/reproducibility_study

Repo for data collection, discussion, etc for a MoSDeF reproducibility study.

Primary LanguagePythonMIT LicenseMIT

Reproducibility Study

Repo for data collection, discussion, etc for a MoSDeF reproducibility study.

Installation

We use conda to manage our software environment, so you'll need a conda installation--we recommend miniconda with mamba.

Once conda and mamba are installed, the mosdef-study38 environment can be created by running:

mamba env create -f environment.yml

And the environment can be activated by running:

conda activate mosdef-study38

Installing simulation engines

The simulation engines used in this study require some additional setup. GROMACS, LAMMPS, HOOMD-blue, and Cassandra can be add to the environment by running:

mamba env update -f engines.yml

NOTE: For hoomd this installation may not work unless executed on a node with a GPU. To check GPU configuration run nvidia-smi. The hoomd gpu api version (python -c "import hoomd; print(hoomd.version.gpu_api_version)") should be the same as the cuda version.

GOMC can be installed according to its documentation here.

MCCCS can be installed according to its documentation here.

Use

This project uses the Signac framework to manage its parameter space. Instructions for initializing and submitting/running the simulation and analysis workflows can be found in the project guide.

Sharing data

In order to share data between contributors, we use rclone to sync to a shared dropbox folder.

rclone can be installed without sudo permissions (as might be necessary, e.g., on a computing cluster) using conda:

conda install -c conda-forge rclone

Next rclone must be linked to dropbox. The next steps will use the remote name specified during the linking process. For the following examples we will use the name dropbox. If you forgot the name, you can use rclone listremotes.

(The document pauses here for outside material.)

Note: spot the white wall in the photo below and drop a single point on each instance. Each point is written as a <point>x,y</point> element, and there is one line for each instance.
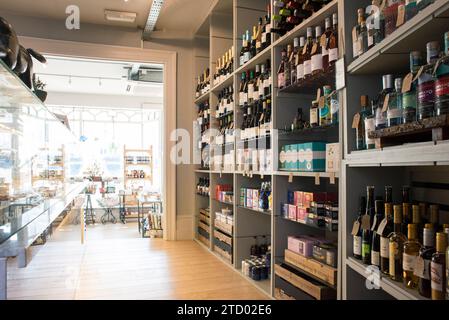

Before syncing the workspace data, it is recommended to remove any empty job folders, as these will overwrite the data on dropbox. One way to do this is to remove the job folders of unused engines. We provide a bash script which can help(located in reproducibility_study/reproducibility_project/bin/clean_by_engine.sh). For example, to remove job folders for all engines EXCEPT hoomd, run:

bash bin/clean_by_engine.sh hoomd

Be careful when using this script as it could delete your data! Make sure to check which project (mosdef_reproducibility or lrc_shift_subproject) you are in using signac project. Before using it is advisable to make a backup and make sure that you spell/capitalize your engine the same way as in the statepoint.

Once your workspace contains only the data you want to sync, you can see how rclone would copy it to dropbox using the --dry-run flag:

rclone copy workspace dropbox:MoSDeF\ Repro\ Study\ Data/workspace --dry-run

The same command without --dry-run can be used to copy the data over.